On which: Northern Ireland. Despite abortion being decriminalised a year ago, Amnesty International last month pronounced abortion services a ‘postcode lottery’ in the region, following Health Minister Robin Swann’s ‘failure to... fund services’. Lockdown has made it virtually impossible for the women of NI to travel to the mainland to access abortion services – as they’d had to do historically, the cruel pity of which was ground zero on that 2019 decriminalisation ruling.

But Swann has resisted new telemedicine provisions, which allow women to take abortion pills at home (rather than in clinics) everywhere else in the UK – a change introduced in April to help women circumnavigate lockdown limitations... Why, it’s almost as if Stormont is faffing and heel-dragging deliberately, accidentally-on-purpose, forcing a year’s + worth of miserably pregnant women to have babies they do not want, and cannot care for.

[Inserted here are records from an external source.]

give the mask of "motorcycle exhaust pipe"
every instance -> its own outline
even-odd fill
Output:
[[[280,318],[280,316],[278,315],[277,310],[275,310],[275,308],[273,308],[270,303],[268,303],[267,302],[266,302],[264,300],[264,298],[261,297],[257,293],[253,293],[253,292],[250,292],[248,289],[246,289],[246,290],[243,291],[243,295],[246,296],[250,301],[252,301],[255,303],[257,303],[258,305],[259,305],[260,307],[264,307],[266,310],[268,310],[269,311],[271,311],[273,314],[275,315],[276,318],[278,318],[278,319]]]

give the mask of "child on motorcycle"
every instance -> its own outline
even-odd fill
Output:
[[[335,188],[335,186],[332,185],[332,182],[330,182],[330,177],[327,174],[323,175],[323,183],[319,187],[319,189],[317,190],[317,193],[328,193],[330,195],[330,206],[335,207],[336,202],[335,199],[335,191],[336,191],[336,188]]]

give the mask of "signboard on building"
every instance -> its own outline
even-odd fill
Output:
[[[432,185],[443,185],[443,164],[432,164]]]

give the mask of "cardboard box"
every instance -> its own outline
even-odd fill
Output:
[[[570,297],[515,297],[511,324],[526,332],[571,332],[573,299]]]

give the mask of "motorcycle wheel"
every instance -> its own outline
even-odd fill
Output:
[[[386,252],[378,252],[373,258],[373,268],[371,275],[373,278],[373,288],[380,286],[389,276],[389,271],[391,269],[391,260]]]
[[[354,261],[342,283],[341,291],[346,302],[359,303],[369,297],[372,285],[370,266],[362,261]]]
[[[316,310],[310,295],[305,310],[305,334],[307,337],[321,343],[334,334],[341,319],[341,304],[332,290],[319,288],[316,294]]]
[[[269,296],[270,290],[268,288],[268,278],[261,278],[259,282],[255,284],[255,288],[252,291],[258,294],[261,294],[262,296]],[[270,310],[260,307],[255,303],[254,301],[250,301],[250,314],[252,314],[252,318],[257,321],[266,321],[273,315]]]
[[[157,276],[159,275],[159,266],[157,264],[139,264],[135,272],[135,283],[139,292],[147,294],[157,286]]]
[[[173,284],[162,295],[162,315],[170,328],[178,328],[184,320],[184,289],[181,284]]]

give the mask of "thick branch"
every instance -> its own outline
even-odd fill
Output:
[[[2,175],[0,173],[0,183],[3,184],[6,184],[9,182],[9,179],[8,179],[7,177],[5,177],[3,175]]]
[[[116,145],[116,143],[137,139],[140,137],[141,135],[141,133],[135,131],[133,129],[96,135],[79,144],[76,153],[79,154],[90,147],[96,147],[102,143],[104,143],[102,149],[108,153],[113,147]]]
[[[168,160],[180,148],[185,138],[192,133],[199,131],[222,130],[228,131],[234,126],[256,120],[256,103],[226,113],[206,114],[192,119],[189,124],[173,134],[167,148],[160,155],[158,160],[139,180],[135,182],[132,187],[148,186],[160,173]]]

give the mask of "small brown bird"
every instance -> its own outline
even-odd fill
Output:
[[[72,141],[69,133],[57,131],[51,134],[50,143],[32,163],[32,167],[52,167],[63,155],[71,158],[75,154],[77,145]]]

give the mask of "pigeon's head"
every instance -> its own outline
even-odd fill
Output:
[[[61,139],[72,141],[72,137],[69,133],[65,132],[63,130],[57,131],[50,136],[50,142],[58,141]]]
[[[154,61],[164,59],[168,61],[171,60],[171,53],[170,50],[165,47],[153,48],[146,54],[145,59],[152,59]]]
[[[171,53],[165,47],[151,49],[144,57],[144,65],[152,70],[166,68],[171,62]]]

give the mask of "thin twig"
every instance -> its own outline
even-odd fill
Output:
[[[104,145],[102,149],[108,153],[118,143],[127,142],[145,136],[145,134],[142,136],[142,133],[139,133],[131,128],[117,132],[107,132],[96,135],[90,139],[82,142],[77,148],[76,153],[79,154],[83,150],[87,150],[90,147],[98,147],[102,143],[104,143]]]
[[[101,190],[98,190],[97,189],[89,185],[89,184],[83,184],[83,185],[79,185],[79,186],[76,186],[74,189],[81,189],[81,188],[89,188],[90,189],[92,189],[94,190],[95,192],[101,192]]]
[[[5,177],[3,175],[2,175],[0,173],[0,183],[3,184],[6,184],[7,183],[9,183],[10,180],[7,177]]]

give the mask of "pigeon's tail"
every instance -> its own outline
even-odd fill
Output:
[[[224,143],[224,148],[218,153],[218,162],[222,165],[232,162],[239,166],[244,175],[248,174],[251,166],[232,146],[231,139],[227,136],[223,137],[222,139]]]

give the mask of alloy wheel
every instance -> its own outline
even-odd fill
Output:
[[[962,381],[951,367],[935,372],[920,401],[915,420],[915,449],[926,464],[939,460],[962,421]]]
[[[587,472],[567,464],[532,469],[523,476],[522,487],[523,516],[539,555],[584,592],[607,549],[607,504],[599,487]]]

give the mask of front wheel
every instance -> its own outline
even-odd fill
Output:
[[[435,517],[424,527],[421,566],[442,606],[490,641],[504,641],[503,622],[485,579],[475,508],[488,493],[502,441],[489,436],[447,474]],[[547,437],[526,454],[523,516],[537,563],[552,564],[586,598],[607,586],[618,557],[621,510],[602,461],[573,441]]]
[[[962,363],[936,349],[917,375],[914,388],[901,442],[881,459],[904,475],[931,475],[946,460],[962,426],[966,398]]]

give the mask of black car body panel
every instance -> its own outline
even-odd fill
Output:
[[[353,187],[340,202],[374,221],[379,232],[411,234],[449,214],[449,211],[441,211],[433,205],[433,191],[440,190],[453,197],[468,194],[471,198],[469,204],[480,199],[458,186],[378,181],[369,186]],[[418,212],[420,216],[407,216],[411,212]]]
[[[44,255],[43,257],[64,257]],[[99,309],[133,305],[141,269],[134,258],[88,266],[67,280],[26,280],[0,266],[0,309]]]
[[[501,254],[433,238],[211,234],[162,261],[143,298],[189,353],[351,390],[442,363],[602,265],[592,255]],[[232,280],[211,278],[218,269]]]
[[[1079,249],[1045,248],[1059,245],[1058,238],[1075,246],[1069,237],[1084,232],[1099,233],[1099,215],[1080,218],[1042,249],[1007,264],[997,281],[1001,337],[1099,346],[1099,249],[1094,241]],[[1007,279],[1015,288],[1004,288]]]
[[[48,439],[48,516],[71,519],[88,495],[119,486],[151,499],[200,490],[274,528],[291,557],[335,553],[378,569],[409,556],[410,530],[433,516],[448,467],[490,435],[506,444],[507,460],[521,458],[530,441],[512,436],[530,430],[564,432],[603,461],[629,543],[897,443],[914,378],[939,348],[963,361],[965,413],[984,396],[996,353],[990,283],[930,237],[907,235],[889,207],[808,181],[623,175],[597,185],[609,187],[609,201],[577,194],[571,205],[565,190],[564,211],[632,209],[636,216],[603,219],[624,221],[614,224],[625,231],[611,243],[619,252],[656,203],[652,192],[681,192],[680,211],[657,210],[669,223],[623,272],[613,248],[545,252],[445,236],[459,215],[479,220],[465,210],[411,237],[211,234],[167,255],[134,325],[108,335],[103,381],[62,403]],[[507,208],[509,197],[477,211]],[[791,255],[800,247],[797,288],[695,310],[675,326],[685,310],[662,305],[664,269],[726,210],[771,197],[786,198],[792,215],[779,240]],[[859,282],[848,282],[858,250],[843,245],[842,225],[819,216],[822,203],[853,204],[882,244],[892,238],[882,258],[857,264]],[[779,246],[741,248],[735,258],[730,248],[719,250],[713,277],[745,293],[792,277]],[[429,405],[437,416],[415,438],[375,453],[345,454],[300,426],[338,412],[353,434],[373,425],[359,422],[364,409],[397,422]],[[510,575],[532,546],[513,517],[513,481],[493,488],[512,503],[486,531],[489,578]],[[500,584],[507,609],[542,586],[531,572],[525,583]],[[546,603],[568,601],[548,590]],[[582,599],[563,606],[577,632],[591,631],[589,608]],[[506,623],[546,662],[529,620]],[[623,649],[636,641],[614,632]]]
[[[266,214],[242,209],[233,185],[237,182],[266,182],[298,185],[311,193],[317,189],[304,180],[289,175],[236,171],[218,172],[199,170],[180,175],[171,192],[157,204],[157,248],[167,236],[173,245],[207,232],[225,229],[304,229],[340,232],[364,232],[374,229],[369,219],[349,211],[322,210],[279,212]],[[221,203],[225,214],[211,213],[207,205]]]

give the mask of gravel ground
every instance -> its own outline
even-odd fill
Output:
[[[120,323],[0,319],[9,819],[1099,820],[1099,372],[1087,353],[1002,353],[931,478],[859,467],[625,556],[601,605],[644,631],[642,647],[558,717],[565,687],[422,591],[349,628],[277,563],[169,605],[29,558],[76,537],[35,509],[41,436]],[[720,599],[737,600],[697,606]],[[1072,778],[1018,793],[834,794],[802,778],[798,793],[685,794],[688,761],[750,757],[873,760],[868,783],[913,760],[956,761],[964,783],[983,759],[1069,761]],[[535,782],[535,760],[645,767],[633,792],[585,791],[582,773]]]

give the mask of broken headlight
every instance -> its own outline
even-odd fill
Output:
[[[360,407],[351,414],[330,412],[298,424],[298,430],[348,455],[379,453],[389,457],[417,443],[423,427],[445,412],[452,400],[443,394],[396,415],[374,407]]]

Meanwhile, in Germany (quite astonishingly), the number of doctors capable of carrying out abortions is in sharp decline. Abortion isn’t legal in Germany, merely ‘unpunished’ up to 12 weeks; it isn’t taught in medical school, which means not many people know how to do it. This would be bad enough in itself, without anti-choice activists exploiting paragraph 219a – a law left over from the Nazi regime, which makes it a crime to ‘advertise’ abortion – to sue any doctors who do know. But, guess what? They are!

So it is that abortion access – that basic provision of healthcare, that cornerstone of women’s rights – is sneakily eroded, while the world’s attention is otherwise consumed.